ABRUZZO. Lo hanno definito un appello per la natura alla società civile, al mondo della scienza e agli amministratori. L’obiettivo è che si cancelli subito l'articolo 38 della legge Comunitaria, che ha eliminato i limiti temporali alla stagione venatoria.



«Non permetteremo lo stravolgimento delle leggi sulla natura in Italia, che sono il frutto del ventennale impegno ambientalista e rappresentano la garanzia per un'Italia migliore», ha detto il vicepresidente della Lipu-BirdLife Italia, Fulvio Mamone Capria, a nome delle 110 delegazioni Lipu di tutta Italia.
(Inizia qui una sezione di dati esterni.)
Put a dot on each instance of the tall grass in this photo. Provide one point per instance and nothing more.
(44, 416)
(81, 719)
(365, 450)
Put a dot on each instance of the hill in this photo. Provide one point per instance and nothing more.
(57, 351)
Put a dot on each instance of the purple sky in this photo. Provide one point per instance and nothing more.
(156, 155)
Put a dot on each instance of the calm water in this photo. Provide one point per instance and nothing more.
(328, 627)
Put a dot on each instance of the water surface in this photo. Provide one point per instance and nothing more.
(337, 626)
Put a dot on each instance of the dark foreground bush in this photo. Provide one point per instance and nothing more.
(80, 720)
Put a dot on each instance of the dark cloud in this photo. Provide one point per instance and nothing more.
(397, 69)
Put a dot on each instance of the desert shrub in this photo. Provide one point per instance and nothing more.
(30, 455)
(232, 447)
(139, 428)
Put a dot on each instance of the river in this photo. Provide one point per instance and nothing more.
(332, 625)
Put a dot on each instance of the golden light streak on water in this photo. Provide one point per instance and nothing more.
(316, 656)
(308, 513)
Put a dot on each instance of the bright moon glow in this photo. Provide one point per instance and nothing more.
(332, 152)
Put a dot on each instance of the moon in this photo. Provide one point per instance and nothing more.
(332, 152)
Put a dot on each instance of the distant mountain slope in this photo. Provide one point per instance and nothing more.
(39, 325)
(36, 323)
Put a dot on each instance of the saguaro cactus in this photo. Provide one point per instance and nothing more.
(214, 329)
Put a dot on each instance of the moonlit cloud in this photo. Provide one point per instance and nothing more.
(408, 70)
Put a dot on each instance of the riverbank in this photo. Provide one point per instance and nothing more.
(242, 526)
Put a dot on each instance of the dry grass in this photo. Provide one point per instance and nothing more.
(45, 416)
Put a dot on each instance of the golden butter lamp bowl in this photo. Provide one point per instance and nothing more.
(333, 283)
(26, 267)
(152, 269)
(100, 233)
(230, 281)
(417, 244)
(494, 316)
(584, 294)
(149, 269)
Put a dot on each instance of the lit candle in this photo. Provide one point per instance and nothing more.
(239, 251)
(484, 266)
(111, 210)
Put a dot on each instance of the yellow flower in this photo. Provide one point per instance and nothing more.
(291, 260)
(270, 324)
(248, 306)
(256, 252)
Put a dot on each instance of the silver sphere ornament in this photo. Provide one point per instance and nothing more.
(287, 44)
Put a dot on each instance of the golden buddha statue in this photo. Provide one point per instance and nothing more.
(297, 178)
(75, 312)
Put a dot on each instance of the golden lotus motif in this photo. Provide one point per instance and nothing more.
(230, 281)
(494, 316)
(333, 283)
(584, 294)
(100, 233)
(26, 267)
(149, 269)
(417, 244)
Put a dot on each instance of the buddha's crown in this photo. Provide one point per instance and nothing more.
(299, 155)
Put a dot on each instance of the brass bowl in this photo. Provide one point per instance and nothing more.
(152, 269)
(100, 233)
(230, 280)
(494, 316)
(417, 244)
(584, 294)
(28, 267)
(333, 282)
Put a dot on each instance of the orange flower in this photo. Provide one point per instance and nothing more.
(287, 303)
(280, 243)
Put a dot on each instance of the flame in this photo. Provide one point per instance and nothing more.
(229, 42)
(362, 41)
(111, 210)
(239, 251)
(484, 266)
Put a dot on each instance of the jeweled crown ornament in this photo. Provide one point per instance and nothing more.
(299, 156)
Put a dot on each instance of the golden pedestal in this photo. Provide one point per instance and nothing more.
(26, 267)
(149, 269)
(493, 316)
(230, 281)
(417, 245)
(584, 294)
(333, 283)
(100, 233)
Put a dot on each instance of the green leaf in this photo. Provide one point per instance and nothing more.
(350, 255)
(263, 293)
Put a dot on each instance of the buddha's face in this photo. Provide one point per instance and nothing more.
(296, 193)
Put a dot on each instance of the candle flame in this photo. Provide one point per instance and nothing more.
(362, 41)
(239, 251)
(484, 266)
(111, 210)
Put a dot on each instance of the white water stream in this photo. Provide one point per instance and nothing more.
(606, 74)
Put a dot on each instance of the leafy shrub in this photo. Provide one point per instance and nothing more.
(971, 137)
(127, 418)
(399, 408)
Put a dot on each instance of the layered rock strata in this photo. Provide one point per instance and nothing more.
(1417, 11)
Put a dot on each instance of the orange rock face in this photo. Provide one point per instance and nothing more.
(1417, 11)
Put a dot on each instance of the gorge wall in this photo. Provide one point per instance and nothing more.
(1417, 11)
«L'approvazione in Senato dell'articolo 38 della legge Comunitaria», dice la Lipu, «è l'ennesimo segnale di quel tentativo, ormai palese, di assalto alle storiche leggi nazionali sulla tutela della natura. Prima il disegno di smantellamento della legge 157/92, la normativa nazionale che regola l'attività venatoria nel nostro Paese, da parte del senatore Orsi, con le sue anacronistiche richieste sull' imbalsamazione, i richiami vivi, l'uso di uccelli come zimbelli, la caccia lungo le rotte di migrazione o la concessione del fucile a sedici anni. Poi i tentativi di svilire gli strumenti di conservazione della Rete Natura 2000, la rete di protezione della biodiversità dell'Unione europea. E ora questa pessima norma della legge Comunitaria, che apre un baratro sui calendari venatori, dando alle regioni la possibilità di ampliare la caccia oltre i limiti attuali compresi tra il 1° settembre e il 31 gennaio e di praticare la caccia ai migratori aggravando le infrazioni comunitarie già aperte dall'Unione Europea contro l'Italia».
«Questi attacchi», prosegue il vicepresidente Lipu, «vogliono colpire quella cultura del rispetto della natura largamente condivisa dagli italiani, per i quali, anche grazie al nostro lavoro di educazione rivolto agli adulti e ai più giovani, la natura è un prezioso patrimonio da conoscere e difendere».
«Il patrimonio faunistico abruzzese», come dichiara Stefano Allavena, Coordinatore della LIPU Abruzzo, «è di importanza prioritaria non solo a livello nazionale ma comunitario. Sono presenti specie di grande interesse scientifico e naturalistico che, tra l'altro, costituiscono una importante risorsa turistica. Se l'art. 38 venisse approvato anche dalla Camera, la nostra fauna abruzzese, anche quella sempre protetta, già messa a dura prova da aggressioni all'ambiente di vario genere, verrebbe sottoposta ad un aumento sensibile di disturbo e di rischio di uccisioni illegali. Inoltre la sorveglianza, già attualmente molto carente, diventerebbe più difficile e anche questo sarebbe motivo di ulteriore incoraggiamento del bracconaggio».